LOL tooo funny scareme!  Greetings and Velcome! Glad you came out of the shadows! :>


----------



## Vlad (Aug 2, 2005)

Hi Lurks, glad to see you here! Make sure you try out the chatroom if you want a good reason for remaining hidden from this gang, lol.


----------



## Hauntiholik (May 17, 2006)

Welcome Lurks!


----------



## pyro (Oct 7, 2006)

Hell o & Welcome


----------



## slightlymad (May 25, 2006)

Howldy. Nice to see ya here. From the sound of your name you must know my ex.


----------



## Doomsday Cult Leader (Mar 21, 2007)

I feel like family already!

(no, that doesn't mean I want to go find something to do out in the garage as soon as dinner is over...)

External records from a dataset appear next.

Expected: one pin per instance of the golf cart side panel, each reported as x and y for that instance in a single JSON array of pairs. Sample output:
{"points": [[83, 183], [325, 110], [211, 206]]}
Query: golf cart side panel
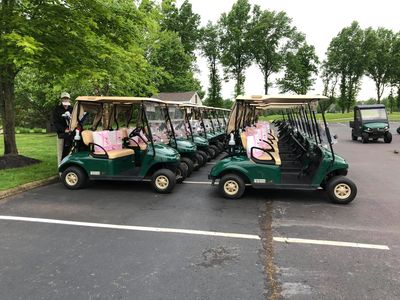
{"points": [[252, 171], [200, 141], [99, 166], [163, 154], [185, 146], [327, 166]]}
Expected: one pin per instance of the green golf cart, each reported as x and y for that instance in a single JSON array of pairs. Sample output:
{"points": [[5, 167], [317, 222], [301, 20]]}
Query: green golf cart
{"points": [[370, 122], [105, 151], [193, 129], [175, 118], [298, 156]]}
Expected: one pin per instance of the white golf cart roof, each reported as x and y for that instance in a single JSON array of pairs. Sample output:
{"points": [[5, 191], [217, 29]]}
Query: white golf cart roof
{"points": [[116, 99], [284, 99]]}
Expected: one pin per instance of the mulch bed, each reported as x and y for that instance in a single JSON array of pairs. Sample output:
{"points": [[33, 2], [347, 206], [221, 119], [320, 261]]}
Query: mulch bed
{"points": [[16, 161]]}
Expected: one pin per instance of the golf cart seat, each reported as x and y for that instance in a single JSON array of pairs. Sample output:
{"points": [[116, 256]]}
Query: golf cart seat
{"points": [[88, 140], [260, 154], [136, 141]]}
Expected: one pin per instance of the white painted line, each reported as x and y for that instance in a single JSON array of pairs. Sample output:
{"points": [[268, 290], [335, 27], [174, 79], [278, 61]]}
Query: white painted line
{"points": [[133, 228], [192, 232], [197, 182], [330, 243]]}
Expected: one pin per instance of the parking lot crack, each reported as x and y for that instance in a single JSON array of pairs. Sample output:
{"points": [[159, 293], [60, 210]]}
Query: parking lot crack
{"points": [[273, 286]]}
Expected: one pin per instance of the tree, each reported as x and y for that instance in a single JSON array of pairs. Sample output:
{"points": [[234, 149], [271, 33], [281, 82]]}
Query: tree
{"points": [[270, 34], [35, 33], [96, 44], [235, 43], [182, 21], [173, 64], [210, 49], [300, 66], [346, 58], [329, 80], [378, 47]]}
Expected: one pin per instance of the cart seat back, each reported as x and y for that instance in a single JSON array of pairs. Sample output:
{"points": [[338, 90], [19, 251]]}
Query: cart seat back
{"points": [[99, 149]]}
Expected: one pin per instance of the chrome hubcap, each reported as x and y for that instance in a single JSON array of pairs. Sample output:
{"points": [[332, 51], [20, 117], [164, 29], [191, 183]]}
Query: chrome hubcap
{"points": [[162, 182], [231, 187], [71, 179], [342, 191]]}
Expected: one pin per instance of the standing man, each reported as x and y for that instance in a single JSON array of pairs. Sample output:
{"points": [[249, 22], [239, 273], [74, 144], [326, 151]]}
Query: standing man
{"points": [[61, 118]]}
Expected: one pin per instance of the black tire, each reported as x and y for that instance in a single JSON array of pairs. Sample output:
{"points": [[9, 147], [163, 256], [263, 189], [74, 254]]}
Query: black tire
{"points": [[181, 172], [341, 190], [224, 155], [220, 146], [189, 164], [205, 156], [163, 181], [231, 186], [353, 137], [198, 161], [216, 150], [211, 153], [387, 137], [74, 178], [365, 137]]}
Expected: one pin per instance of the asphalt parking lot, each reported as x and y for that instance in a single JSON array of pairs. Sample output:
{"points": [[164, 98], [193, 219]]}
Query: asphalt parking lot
{"points": [[134, 244]]}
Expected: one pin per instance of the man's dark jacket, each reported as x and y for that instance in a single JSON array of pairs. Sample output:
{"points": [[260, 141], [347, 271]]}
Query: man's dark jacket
{"points": [[60, 122]]}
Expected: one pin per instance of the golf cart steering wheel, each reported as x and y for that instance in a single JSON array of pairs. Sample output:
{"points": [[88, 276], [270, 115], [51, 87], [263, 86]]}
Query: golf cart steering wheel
{"points": [[135, 132]]}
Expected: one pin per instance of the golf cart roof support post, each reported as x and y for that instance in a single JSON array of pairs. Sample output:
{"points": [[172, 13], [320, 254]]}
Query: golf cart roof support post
{"points": [[303, 128], [307, 121], [143, 109], [328, 135], [317, 127], [188, 122], [167, 119], [311, 122], [236, 119]]}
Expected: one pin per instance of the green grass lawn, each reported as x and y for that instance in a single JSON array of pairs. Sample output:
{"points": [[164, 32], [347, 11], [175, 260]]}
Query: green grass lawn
{"points": [[39, 146], [335, 117]]}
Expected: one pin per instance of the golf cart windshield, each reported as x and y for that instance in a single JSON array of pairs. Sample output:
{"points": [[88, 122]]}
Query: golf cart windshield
{"points": [[373, 114], [178, 121], [207, 122], [195, 121], [156, 118]]}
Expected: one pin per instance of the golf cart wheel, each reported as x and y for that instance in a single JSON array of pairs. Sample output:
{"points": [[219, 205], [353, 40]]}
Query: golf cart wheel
{"points": [[189, 164], [204, 155], [231, 186], [387, 137], [364, 137], [216, 150], [353, 137], [198, 161], [74, 178], [341, 190], [211, 153], [181, 172], [220, 146], [163, 181]]}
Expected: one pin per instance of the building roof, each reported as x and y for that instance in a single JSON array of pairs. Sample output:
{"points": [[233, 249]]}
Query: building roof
{"points": [[179, 96]]}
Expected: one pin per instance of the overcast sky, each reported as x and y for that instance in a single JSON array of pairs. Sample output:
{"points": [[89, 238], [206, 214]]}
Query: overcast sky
{"points": [[320, 20]]}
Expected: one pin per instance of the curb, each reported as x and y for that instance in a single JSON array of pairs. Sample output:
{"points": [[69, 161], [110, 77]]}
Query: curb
{"points": [[27, 186]]}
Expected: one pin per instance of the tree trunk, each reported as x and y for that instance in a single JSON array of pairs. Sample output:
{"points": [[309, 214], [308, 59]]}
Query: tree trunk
{"points": [[266, 83], [7, 98]]}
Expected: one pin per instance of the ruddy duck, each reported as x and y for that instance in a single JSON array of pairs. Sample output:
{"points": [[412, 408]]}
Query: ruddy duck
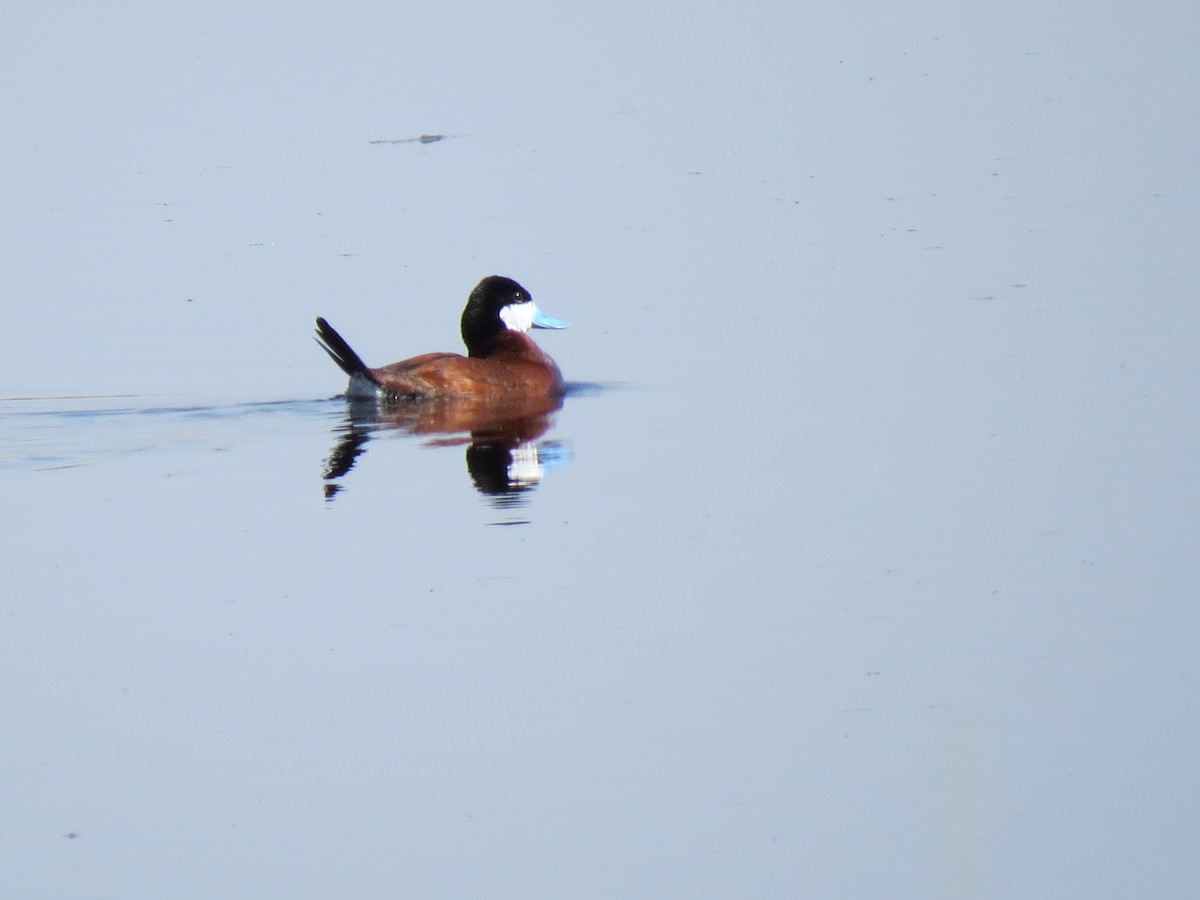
{"points": [[502, 363]]}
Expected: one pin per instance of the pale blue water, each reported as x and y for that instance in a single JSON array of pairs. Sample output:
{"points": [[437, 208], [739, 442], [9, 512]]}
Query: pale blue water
{"points": [[857, 562]]}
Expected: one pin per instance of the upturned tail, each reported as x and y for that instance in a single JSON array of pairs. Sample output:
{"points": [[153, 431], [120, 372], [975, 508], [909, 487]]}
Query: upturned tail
{"points": [[341, 352]]}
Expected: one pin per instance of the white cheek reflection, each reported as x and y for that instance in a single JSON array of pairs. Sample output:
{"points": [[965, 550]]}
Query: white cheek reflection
{"points": [[519, 317]]}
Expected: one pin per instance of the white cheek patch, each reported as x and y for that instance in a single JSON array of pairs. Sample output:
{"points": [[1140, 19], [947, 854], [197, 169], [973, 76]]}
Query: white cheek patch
{"points": [[519, 317]]}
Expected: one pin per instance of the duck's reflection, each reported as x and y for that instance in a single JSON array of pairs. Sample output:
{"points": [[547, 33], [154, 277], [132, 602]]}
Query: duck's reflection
{"points": [[504, 456]]}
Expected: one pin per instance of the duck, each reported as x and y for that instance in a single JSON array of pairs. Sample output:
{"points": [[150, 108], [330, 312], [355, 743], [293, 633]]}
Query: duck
{"points": [[502, 365]]}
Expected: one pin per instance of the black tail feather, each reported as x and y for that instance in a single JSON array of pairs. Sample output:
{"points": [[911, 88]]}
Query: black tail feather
{"points": [[341, 352]]}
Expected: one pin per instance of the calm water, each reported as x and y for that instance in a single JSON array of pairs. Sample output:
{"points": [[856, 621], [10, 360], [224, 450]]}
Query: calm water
{"points": [[856, 562]]}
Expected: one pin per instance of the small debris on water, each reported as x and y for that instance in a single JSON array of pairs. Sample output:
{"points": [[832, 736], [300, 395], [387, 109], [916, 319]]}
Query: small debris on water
{"points": [[419, 139]]}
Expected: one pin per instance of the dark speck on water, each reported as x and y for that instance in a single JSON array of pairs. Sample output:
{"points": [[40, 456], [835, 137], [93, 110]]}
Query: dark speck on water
{"points": [[420, 139]]}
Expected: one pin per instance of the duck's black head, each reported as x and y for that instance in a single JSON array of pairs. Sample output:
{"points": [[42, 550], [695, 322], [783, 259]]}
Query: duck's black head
{"points": [[498, 304]]}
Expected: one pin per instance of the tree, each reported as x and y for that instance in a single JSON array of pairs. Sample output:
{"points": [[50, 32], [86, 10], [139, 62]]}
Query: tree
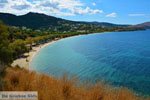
{"points": [[18, 47], [29, 40], [5, 52]]}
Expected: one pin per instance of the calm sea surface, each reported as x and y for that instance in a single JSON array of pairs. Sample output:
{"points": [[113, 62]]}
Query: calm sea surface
{"points": [[120, 58]]}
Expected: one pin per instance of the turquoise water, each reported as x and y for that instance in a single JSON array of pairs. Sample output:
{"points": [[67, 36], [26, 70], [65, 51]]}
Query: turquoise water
{"points": [[120, 58]]}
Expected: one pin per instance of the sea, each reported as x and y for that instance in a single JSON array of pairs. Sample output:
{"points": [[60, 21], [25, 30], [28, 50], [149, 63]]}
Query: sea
{"points": [[122, 59]]}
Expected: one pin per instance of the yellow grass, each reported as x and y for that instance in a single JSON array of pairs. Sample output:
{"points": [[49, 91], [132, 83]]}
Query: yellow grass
{"points": [[62, 89]]}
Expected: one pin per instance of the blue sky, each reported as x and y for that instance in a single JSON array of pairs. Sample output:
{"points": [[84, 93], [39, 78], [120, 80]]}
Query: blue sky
{"points": [[114, 11]]}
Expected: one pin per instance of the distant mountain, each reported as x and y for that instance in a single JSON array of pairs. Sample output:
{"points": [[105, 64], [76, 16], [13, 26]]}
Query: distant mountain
{"points": [[143, 25], [32, 20], [105, 24], [42, 21]]}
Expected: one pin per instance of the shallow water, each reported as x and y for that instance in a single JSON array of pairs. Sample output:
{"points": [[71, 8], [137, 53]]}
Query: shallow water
{"points": [[120, 58]]}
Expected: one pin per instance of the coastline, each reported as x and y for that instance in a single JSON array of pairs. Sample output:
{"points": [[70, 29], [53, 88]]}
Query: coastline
{"points": [[24, 62]]}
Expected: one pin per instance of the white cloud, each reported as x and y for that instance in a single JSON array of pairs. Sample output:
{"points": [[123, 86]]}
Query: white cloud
{"points": [[50, 7], [94, 4], [112, 15], [136, 14]]}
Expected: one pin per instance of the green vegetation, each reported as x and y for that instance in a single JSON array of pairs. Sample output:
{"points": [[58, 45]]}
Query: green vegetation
{"points": [[15, 41], [63, 89]]}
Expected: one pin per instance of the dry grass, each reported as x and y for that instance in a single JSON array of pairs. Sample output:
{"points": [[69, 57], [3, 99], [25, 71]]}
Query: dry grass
{"points": [[65, 89]]}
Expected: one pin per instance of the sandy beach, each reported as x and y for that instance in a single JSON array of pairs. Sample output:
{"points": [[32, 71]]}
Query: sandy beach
{"points": [[24, 62]]}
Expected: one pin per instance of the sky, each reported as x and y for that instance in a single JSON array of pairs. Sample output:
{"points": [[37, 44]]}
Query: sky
{"points": [[113, 11]]}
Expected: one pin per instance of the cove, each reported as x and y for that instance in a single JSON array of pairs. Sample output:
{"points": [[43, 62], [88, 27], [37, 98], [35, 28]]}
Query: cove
{"points": [[120, 58]]}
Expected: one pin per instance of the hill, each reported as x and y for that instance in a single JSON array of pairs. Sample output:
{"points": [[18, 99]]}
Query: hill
{"points": [[42, 21], [32, 20]]}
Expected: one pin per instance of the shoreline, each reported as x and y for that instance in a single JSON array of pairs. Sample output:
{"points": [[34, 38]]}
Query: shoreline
{"points": [[24, 62]]}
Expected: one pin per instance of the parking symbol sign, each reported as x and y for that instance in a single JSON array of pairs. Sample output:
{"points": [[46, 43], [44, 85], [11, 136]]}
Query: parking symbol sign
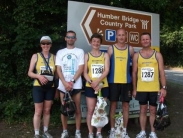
{"points": [[110, 35]]}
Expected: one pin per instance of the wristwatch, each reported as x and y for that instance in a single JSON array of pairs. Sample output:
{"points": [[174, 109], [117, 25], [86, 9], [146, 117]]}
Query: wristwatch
{"points": [[164, 87], [73, 80], [90, 81]]}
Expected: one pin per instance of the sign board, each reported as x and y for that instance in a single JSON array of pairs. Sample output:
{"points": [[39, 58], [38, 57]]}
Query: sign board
{"points": [[86, 19]]}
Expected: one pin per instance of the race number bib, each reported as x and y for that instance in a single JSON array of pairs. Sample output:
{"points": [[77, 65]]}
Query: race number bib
{"points": [[97, 70], [147, 74], [43, 69]]}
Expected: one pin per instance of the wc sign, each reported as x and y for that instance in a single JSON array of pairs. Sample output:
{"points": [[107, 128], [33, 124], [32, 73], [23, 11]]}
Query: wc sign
{"points": [[110, 35], [134, 37]]}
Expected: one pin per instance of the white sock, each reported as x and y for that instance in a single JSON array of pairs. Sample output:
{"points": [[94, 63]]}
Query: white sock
{"points": [[36, 131], [143, 131], [45, 128], [77, 131], [65, 130], [98, 132]]}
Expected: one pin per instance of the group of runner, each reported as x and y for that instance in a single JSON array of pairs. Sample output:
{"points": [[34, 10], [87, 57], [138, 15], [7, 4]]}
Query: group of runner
{"points": [[111, 68]]}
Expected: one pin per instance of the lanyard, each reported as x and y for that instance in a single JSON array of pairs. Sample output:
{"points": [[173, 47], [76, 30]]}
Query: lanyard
{"points": [[46, 64]]}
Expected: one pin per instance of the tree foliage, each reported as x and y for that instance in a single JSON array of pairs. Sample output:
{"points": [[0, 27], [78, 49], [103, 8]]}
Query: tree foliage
{"points": [[23, 22]]}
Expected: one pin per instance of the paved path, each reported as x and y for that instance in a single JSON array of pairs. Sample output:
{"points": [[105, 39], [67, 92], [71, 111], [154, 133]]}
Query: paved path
{"points": [[175, 76]]}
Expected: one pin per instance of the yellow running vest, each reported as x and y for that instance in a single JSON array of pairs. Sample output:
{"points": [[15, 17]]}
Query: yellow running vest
{"points": [[148, 74], [41, 66], [120, 66], [96, 68]]}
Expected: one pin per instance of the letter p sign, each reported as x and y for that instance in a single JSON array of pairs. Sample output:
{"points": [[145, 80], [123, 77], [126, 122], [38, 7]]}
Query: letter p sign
{"points": [[110, 35]]}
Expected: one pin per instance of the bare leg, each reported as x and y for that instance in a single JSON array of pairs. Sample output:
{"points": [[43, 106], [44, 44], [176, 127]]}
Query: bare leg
{"points": [[63, 118], [152, 117], [77, 100], [46, 112], [125, 107], [91, 102], [37, 115], [143, 116], [112, 112]]}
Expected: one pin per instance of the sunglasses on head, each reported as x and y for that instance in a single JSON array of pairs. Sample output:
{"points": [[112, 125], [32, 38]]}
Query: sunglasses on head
{"points": [[45, 43], [72, 37]]}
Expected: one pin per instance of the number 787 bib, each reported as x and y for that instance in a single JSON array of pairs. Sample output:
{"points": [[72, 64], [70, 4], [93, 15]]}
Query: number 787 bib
{"points": [[147, 74], [97, 70]]}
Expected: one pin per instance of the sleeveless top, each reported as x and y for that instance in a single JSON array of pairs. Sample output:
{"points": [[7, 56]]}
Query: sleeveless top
{"points": [[41, 66], [148, 74], [96, 68], [120, 66]]}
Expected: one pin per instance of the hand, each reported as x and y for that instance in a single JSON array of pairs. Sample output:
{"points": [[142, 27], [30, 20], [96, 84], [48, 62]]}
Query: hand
{"points": [[162, 92], [68, 86], [42, 79], [134, 93], [94, 84]]}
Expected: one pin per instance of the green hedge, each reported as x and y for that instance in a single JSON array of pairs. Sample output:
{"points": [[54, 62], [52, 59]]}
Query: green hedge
{"points": [[22, 24]]}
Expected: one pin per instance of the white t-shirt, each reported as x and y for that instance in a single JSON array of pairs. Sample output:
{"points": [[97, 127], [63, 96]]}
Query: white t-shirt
{"points": [[69, 60]]}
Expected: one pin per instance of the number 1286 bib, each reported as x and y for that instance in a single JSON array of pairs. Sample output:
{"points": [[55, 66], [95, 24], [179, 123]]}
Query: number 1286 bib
{"points": [[147, 74], [97, 70]]}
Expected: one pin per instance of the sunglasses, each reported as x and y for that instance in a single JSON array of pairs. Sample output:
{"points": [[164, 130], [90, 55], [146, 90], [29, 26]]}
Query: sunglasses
{"points": [[72, 37], [45, 43]]}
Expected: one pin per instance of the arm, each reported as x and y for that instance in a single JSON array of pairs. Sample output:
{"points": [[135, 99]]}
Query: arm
{"points": [[66, 84], [81, 66], [162, 73], [110, 51], [31, 73], [131, 51], [134, 74], [95, 83], [85, 73]]}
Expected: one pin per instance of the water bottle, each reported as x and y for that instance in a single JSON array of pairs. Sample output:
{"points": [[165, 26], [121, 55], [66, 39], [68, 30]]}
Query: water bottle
{"points": [[158, 98]]}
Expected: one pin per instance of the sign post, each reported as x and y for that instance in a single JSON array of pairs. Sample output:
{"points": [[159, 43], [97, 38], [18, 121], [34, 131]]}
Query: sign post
{"points": [[86, 19]]}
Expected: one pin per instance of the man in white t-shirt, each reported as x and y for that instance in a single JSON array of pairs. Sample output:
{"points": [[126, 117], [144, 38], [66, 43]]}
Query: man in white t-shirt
{"points": [[70, 64]]}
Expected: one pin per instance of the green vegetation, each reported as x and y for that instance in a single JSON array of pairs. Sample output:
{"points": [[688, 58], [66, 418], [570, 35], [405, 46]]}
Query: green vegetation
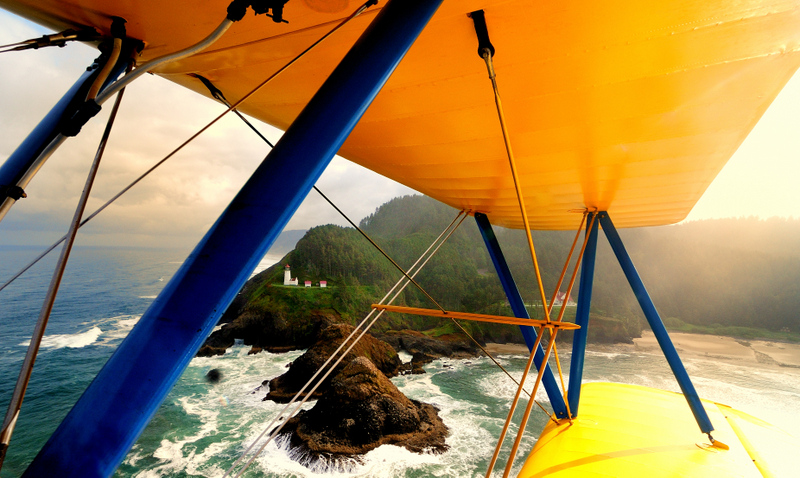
{"points": [[738, 277], [677, 325]]}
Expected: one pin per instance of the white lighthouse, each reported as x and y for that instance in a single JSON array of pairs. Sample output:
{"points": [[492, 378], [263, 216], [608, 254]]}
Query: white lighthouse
{"points": [[287, 276]]}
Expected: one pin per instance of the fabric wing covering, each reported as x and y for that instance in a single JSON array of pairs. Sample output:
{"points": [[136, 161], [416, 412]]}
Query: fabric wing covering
{"points": [[627, 106]]}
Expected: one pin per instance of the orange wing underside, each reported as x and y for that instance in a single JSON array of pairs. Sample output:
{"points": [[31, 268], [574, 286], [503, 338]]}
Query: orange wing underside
{"points": [[626, 106]]}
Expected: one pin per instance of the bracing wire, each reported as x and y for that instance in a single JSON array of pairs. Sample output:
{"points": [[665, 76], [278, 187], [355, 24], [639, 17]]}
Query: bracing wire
{"points": [[191, 138], [221, 97], [427, 255], [47, 307]]}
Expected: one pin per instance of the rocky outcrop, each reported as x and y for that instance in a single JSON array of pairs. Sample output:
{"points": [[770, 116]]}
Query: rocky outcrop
{"points": [[362, 410], [413, 342], [268, 330], [284, 387]]}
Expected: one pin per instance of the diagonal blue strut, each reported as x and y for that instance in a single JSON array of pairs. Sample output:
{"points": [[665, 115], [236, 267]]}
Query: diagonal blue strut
{"points": [[518, 307], [650, 312], [105, 422], [582, 318]]}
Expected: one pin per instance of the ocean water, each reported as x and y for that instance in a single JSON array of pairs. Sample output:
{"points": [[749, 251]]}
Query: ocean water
{"points": [[201, 428]]}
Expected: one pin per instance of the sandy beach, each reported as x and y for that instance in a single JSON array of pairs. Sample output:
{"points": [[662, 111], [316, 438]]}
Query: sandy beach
{"points": [[753, 352]]}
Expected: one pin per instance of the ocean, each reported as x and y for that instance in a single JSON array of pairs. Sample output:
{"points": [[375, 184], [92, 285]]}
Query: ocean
{"points": [[201, 428]]}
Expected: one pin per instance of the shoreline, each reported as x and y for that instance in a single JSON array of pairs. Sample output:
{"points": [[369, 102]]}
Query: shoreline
{"points": [[695, 346]]}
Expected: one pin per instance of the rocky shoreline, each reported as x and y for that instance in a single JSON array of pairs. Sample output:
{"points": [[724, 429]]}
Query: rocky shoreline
{"points": [[357, 406]]}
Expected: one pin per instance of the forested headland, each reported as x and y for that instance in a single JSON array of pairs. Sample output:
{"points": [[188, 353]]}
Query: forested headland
{"points": [[737, 277]]}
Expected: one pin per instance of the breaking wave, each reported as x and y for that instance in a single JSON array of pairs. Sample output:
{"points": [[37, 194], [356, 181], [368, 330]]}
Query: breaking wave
{"points": [[73, 341]]}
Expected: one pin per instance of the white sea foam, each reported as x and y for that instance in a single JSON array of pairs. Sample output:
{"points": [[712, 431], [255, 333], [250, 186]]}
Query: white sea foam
{"points": [[117, 328], [73, 341]]}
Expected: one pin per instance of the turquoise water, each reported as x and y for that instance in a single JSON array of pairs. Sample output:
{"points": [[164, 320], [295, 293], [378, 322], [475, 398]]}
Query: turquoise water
{"points": [[202, 428]]}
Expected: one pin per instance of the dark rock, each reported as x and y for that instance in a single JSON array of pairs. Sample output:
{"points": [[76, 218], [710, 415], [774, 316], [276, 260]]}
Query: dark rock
{"points": [[454, 346], [214, 375], [363, 410], [209, 351], [267, 330], [284, 387]]}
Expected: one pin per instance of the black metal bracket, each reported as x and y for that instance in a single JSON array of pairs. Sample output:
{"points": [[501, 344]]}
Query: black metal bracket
{"points": [[479, 20]]}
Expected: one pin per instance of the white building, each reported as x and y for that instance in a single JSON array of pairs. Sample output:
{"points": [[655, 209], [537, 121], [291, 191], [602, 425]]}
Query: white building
{"points": [[287, 276]]}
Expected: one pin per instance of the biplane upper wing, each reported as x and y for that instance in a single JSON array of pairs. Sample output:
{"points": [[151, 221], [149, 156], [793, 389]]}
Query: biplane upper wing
{"points": [[626, 106]]}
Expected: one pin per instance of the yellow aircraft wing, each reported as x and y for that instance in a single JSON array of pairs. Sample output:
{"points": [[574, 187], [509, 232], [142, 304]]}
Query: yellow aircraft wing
{"points": [[627, 106]]}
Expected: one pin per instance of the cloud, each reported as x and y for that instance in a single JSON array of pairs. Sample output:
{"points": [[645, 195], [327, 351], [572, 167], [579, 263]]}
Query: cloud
{"points": [[177, 203]]}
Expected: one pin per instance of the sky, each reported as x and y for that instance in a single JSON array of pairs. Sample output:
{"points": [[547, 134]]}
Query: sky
{"points": [[176, 205]]}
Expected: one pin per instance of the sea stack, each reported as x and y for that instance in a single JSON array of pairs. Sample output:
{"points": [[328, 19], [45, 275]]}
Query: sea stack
{"points": [[362, 410]]}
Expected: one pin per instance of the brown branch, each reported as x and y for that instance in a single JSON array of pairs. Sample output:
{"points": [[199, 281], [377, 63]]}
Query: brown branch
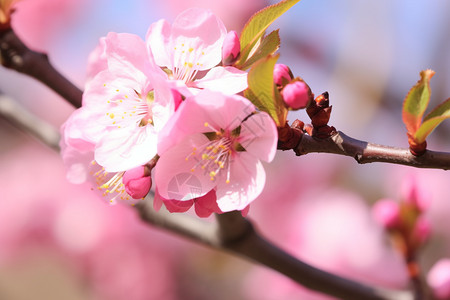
{"points": [[16, 55], [231, 232], [28, 122], [364, 152]]}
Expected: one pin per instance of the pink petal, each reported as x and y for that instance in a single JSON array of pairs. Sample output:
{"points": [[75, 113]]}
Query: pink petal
{"points": [[124, 149], [227, 80], [158, 38], [173, 172], [127, 54], [246, 183], [259, 136], [217, 110], [178, 205]]}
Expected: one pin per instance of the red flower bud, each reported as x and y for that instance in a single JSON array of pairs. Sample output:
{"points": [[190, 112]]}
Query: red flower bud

I see some old fiends have found me already. er, friends, I mean!


----------



## Dr Morbius (Sep 21, 2004)

LURKS!! Er...Doomsday! Welcome!


----------



## HalloweenRick (Nov 25, 2005)

Welcome Doomsday Cult Leader! Why, is that were I left my Kool-Aid......


----------



## Front Yard Fright (Dec 23, 2005)

hello.
and welcome.
.


----------



## Haunted Bayou (Feb 16, 2007)

Welcome Doomsday Cult Leader, the haunter formerly known as Lits.


----------



## wolfen manor (Feb 26, 2006)

Welcome Doomsday


----------



## GraveDiggerGreg (Nov 12, 2006)

welcome - sit down and speak up


----------



## Spooklights (Jul 4, 2006)

Welcome! Glad to hear from you.


----------



## Doomsday Cult Leader (Mar 21, 2007)

I've always said "The scariest people are the friendliest"... or was it "The friendliest are the scariest"?


Thanks!


----------



## Frighteners Entertainment (Jan 24, 2006)

Welcome fellow Michigander!
Where abouts in Mi are you located? 
I'm in the cuff area, lol


----------



## playfx (Mar 10, 2007)

Welcome to the madness!


----------



## BooGirl666 (Jul 29, 2006)

Hi ya and welcome!!! Get ta postin


----------



## Lilly (Jun 13, 2006)

hello DCL...now what can we ghoul up for you?


----------